Kategorie(n): Medien, Nachrichten, Politik
Da ist er. Der Blick hinter die Nachrichten. Das Schlüsselloch in den Maschinenraum des Flaggschiffs des deutschen Nachrichten-Journalismus. Der Blog, den der Chef zum Großteil noch selbst schreibt und der genau deshalb einen ganz eigenen Reiz entfaltet: Der Tagesschau-Blog.
Dr. Kai Gniffke, seines Zeichens Erster Chefredakteur von ARD-aktuell, schreibt, was rund um die allseits bekannten TV- und Web-Formate von „Tagesschau“ über „Tagesthemen“ bis hin zur „Tagsschau in 100 Sekunden“ noch von Interesse sein könnte. Nun mag man einwenden: Wie jetzt? Noch mehr Infos aus dem Laden, der sowieso den ganzen Tag aus allen medialen Rohren mit Neuigkeiten und Informationen um sich schießt? Echt?
Antwort: Ja!
Denn selbst der News-Junkie, der es fertig bringt, den ganzen Tag auf tagesschau24 zu starren, blickt nicht hinter die blaue Wand. Das schafft der Blog. Hier erfahre ich, dass Marc Bator die Tagesschau verlässt, um bei Sat1 den Stuhl von Peter Limbourg einzunehmen und ich erahne aus einem liebevollen Nachruf, wie schwer es für einen Vollblut-Journalisten ist, wenn sich eine Nachrichtenagentur wie die dapd aus dem Nachrichtenstrom verabschiedet:
Es hat mich schon wehmütig gemacht, als heute gegen 17 Uhr nacheinander alle Ressorts und Landesdienste der Nachrichtenagentur dapd ihre letzten Meldungen herausgaben. Mit “Goobye, Adieu” sagten die verschiedenen Kollegen heute “Tschüss” jeweils in Form einer ganz normalen Meldung, wie wir sie täglich zu tausenden bekommen. Und nun ist Schluss.

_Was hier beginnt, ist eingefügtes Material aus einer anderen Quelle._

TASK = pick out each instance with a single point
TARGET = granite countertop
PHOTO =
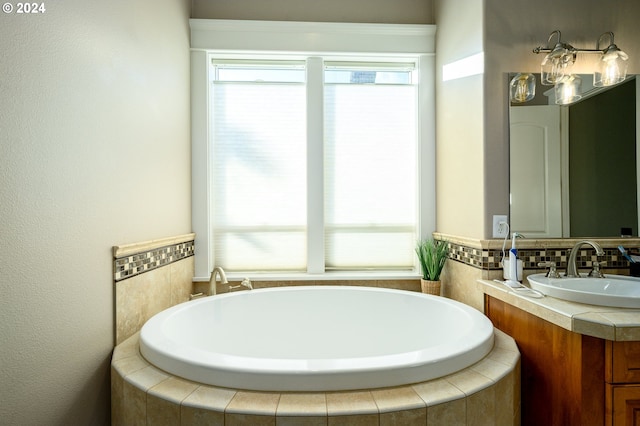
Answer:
(617, 324)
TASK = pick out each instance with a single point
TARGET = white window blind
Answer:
(259, 171)
(260, 183)
(370, 170)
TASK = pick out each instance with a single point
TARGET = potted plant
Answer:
(432, 255)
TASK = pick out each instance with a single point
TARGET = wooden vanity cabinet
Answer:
(568, 378)
(622, 383)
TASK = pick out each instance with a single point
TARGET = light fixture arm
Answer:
(611, 43)
(598, 49)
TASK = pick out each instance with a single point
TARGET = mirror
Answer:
(573, 168)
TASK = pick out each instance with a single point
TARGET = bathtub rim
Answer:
(376, 375)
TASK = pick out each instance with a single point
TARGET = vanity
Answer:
(580, 362)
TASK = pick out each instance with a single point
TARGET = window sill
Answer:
(328, 276)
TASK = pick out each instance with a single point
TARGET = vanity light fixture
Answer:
(556, 65)
(522, 88)
(612, 67)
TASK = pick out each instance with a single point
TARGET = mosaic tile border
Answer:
(138, 263)
(490, 258)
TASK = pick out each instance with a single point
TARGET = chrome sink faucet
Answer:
(572, 270)
(212, 281)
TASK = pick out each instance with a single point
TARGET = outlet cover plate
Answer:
(500, 231)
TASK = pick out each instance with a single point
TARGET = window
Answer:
(311, 163)
(366, 186)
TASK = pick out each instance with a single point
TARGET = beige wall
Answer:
(459, 123)
(374, 11)
(95, 151)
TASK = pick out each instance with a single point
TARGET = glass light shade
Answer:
(612, 67)
(557, 65)
(522, 88)
(568, 90)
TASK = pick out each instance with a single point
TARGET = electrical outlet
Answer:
(500, 226)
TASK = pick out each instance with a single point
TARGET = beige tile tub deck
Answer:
(487, 391)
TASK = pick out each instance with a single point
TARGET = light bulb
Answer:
(522, 88)
(568, 91)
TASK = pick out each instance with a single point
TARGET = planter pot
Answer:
(430, 287)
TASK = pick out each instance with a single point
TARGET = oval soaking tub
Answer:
(316, 338)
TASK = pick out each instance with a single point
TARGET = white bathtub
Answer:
(316, 338)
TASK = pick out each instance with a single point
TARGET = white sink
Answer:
(613, 290)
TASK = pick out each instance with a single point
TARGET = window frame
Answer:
(299, 41)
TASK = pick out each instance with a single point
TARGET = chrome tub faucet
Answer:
(572, 270)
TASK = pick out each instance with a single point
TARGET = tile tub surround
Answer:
(150, 277)
(487, 392)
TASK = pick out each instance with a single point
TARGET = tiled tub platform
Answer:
(487, 393)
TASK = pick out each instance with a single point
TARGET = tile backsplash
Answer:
(150, 277)
(487, 254)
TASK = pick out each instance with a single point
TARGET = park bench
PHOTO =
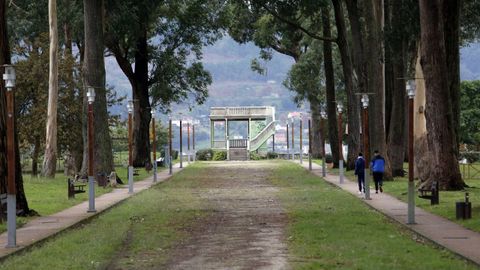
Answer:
(431, 193)
(74, 188)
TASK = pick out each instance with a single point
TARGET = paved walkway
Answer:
(41, 228)
(444, 232)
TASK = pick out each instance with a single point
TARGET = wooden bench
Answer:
(432, 193)
(74, 188)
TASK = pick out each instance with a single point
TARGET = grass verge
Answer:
(398, 188)
(134, 235)
(330, 229)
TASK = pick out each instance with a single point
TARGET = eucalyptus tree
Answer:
(5, 58)
(158, 46)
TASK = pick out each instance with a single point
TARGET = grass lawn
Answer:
(143, 227)
(446, 208)
(48, 196)
(331, 229)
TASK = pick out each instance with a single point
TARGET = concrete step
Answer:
(238, 154)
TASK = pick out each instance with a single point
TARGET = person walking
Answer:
(360, 172)
(378, 168)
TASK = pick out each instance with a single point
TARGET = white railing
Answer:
(242, 111)
(219, 145)
(262, 136)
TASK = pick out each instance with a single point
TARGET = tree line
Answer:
(340, 49)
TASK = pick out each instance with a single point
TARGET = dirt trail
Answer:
(246, 229)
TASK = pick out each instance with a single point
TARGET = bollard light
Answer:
(410, 89)
(9, 77)
(90, 94)
(365, 101)
(130, 106)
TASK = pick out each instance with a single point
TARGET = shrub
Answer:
(272, 155)
(204, 154)
(220, 155)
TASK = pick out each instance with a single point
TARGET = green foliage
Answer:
(205, 154)
(470, 112)
(219, 155)
(272, 155)
(174, 32)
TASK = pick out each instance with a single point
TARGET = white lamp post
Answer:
(130, 139)
(366, 144)
(323, 115)
(411, 186)
(91, 145)
(340, 141)
(154, 146)
(9, 77)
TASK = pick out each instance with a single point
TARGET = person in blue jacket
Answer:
(378, 168)
(360, 172)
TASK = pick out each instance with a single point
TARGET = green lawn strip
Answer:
(446, 208)
(155, 220)
(331, 229)
(49, 196)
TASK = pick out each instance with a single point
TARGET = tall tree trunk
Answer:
(50, 157)
(438, 112)
(451, 15)
(317, 145)
(353, 107)
(94, 75)
(22, 203)
(141, 115)
(373, 14)
(395, 72)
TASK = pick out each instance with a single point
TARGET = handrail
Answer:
(263, 135)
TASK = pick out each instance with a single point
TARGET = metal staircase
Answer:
(238, 149)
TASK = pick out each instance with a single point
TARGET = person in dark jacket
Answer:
(360, 172)
(378, 168)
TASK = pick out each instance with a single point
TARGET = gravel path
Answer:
(246, 229)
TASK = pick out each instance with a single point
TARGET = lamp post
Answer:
(366, 145)
(91, 145)
(154, 147)
(9, 77)
(170, 161)
(188, 142)
(309, 145)
(323, 116)
(181, 143)
(193, 143)
(288, 144)
(340, 140)
(301, 138)
(293, 139)
(411, 192)
(130, 138)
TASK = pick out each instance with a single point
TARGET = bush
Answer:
(220, 155)
(272, 155)
(204, 154)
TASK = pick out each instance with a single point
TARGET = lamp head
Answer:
(410, 89)
(130, 106)
(9, 77)
(365, 101)
(90, 94)
(339, 107)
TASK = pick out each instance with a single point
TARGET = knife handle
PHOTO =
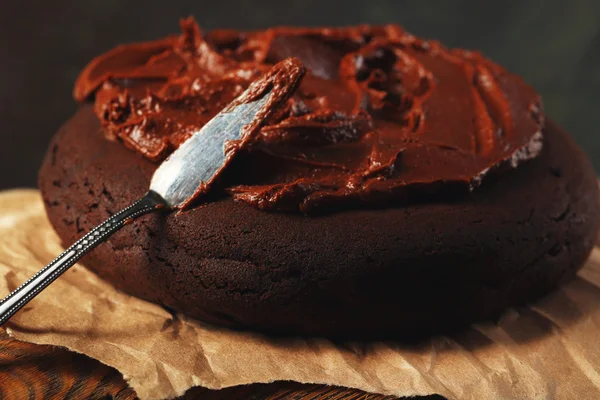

Die Texte sind nicht im perfekten Tagesschau-Deutsch geschrieben. Hin und wieder schleicht sich ein Fehler ein, wird der Absatz zu lang oder geht der Faden etwas verloren. Doch das ist überhaupt nicht dramatisch. Viel mehr gewinnt der Blog dadurch an Glaubwürdigkeit. Handgemacht eben.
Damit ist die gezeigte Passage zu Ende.